My research is aimed at understanding the core transcriptional programs that give rise to the functional cells within the collecting duct and connecting tubule.
Provide a brief overview of the research you will conduct with help from the grant.
Recent lineage tracing data from our lab has shown that fluid regulating cells within the collecting duct and connecting tubule derive from the ureteric and nephron lineages, respectively. Despite the difference in origin, my hypothesis is that these cell types are generated through a shared, core transcriptional program. I aim to identify candidate transcription factors contributing to these fates, testing the role of these candidate factors using in vitro and in vivo models. I will also examine the potential role of Emx1 in the development of connecting tubule cell types.
What impact do you hope your research will have on patients?
I hope that any insights gained from my development focused work can contribute to the improvement of in vitro models for kidney development and function. Kidney organoids are great tools being used to develop new therapies for a variety of kidney ailments through drug screenings and disease modeling. The kidney organoid field has made great strides in being able to generate certain kidney cell types, but there are still refinements that can be made, and I hope that my work can contribute to that.
What are your career goals at the end of the grant period? Five years out? Ten years out?
At the end of the grant period, I will hopefully be near the end of my graduate studies, having gained expertise in computational analysis of sequencing data and the use of both in vitro and in vivo systems to answer a scientific question. Ultimately, I plan to pursue a career in industry and am currently interested in applying the skills gained during my training to work on understanding the mechanisms behind and/or finding therapies that can be applied to rare (orphan) congenital diseases.
What inspired you to focus your research in this area?

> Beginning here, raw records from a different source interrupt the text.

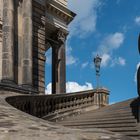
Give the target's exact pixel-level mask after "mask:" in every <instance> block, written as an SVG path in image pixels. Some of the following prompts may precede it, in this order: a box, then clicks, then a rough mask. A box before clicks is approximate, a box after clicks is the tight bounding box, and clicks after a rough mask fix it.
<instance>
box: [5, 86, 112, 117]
mask: <svg viewBox="0 0 140 140" xmlns="http://www.w3.org/2000/svg"><path fill="white" fill-rule="evenodd" d="M100 93H101V94H102V99H103V98H104V96H108V94H109V93H108V91H107V90H104V89H100V90H99V89H98V93H97V91H96V90H90V91H83V92H77V93H71V94H56V95H21V96H12V97H7V98H6V101H7V102H8V103H9V104H11V105H12V106H14V107H15V108H17V109H19V110H21V111H24V112H26V113H29V114H31V115H33V116H37V117H39V118H42V117H44V116H46V115H49V114H53V113H55V112H57V113H58V112H61V111H62V110H69V109H75V108H82V107H86V106H89V105H90V106H92V105H97V106H99V103H100V105H101V106H106V105H107V104H108V99H107V98H106V102H105V101H103V102H101V101H98V99H99V98H100V97H99V95H100ZM104 99H105V98H104ZM100 100H101V98H100Z"/></svg>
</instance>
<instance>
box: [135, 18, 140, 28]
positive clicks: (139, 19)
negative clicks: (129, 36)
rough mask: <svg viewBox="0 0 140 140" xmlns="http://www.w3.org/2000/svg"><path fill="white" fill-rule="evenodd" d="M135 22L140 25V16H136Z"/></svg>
mask: <svg viewBox="0 0 140 140" xmlns="http://www.w3.org/2000/svg"><path fill="white" fill-rule="evenodd" d="M135 23H136V24H137V25H139V26H140V16H137V17H136V18H135Z"/></svg>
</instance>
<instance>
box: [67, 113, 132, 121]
mask: <svg viewBox="0 0 140 140" xmlns="http://www.w3.org/2000/svg"><path fill="white" fill-rule="evenodd" d="M127 116H133V114H132V112H123V113H121V114H119V113H112V114H93V115H89V116H88V115H83V114H82V115H81V114H80V115H76V116H70V117H67V118H65V121H66V120H69V121H71V120H83V119H86V120H88V119H96V118H119V117H127Z"/></svg>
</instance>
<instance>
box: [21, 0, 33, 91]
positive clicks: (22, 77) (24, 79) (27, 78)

Even before I knew I wanted to go into research, I've been fascinated by how genes can orchestrate the development of a complex organism. Over the past few years studying the kidney, I have come to appreciate that it provides a great system for understanding how many cell diverse types can be generated from a common progenitor population. That being said, I was equally fascinated by my current research where two progenitor populations give rise to the same cell types. To me, these are complementary phenomena and it's exciting to be able to study them both within one organ.
What are the major challenges to beginning a career in kidney research today?
I think a major challenge to beginning a career in kidney research today is that there are many groups out there doing exceptional work. It can be very difficult to find one's niche amongst that. However, it also means that there are great opportunities for collaboration with strong scientists.
What advice would you give to others to encourage them to apply for this grant funding?
Don't count yourself out if you're doing a basic science project; while it can often feel like translational projects are best for grant applications, there's nothing wrong with having a basic science-based application. You'll never know until you try!
Something you may not know about me is…
One of my hobbies is rock climbing even though I'm deathly afraid of heights!
In my free time I like to…
In my free time, I like to play video games with my husband and hang out with my cats.